Dadang adalah salah satu contoh nyata bagaimana ketahanan mental dan semangat pantang menyerah menjadi kunci untuk bertahan di tengah kerasnya kehidupan urban. Meskipun sempat diusir dan tidur di jalan, ia tidak lantas menyerah atau beralih ke jalan pintas yang tidak halal. Ia terus berjualan, memperbaiki kualitas dagangannya, dan perlahan membangun kembali kehidupan keluarganya.
Dampak Viralnya Kisah Dadang
Setelah kisahnya diangkat oleh media dan beredar luas di platform media sosial, banyak warganet yang menyatakan empati dan dukungan moral. Beberapa bahkan menawarkan bantuan, baik berupa uang, barang, maupun tawaran tempat tinggal sementara. Namun, Dadang menegaskan bahwa ia tidak ingin bergantung pada belas kasihan orang lain. Ia lebih memilih untuk terus berusaha sendiri dan bersyukur atas apa yang telah dimiliki.

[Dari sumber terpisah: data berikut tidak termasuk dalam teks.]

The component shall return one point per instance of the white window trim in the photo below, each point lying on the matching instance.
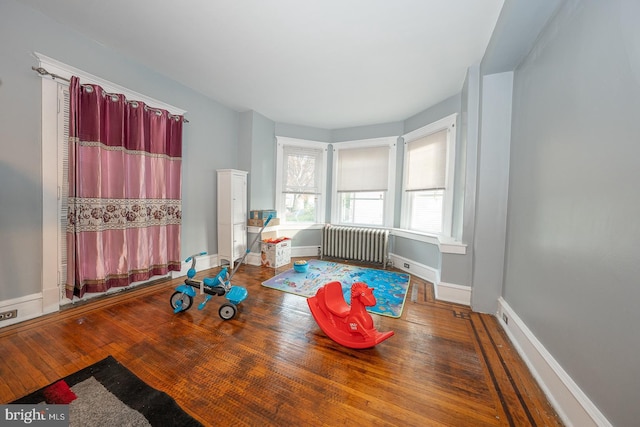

Fenomena ini juga menjadi pengingat bagi pemerintah daerah dan pemangku kepentingan untuk lebih memperhatikan nasib para pedagang kecil. Perlindungan hukum, akses terhadap modal usaha, serta penyediaan lokasi berjualan yang layak dan terjangkau menjadi isu penting yang perlu segera diatasi. Tanpa intervensi yang tepat, pedagang seperti Dadang akan terus berada dalam siklus kemiskinan dan kerentanan.
Peran Media dalam Menyuarakan Kisah Perjuangan
Media massa, khususnya platform digital, memiliki peran strategis dalam menyuarakan kisah-kisah perjuangan seperti ini. Dengan jangkauan yang luas dan kecepatan penyebaran informasi, cerita Dadang mampu menginspirasi banyak orang. Bukan hanya soal simpati, tetapi juga tentang kesadaran kolektif bahwa masih banyak saudara kita yang membutuhkan uluran tangan dan perhatian.
Kisah Dadang juga mengajarkan bahwa kesuksesan tidak selalu diukur dari besarnya harta atau jabatan. Keberhasilan dapat diukur dari seberapa besar seseorang mampu bertahan, beradaptasi, dan tetap menjalankan prinsip hidup yang benar meski dalam tekanan. Sikap rendah hati, kerja keras, dan keikhlasan menjadi pilar utama yang membuat Dadang tetap tegar.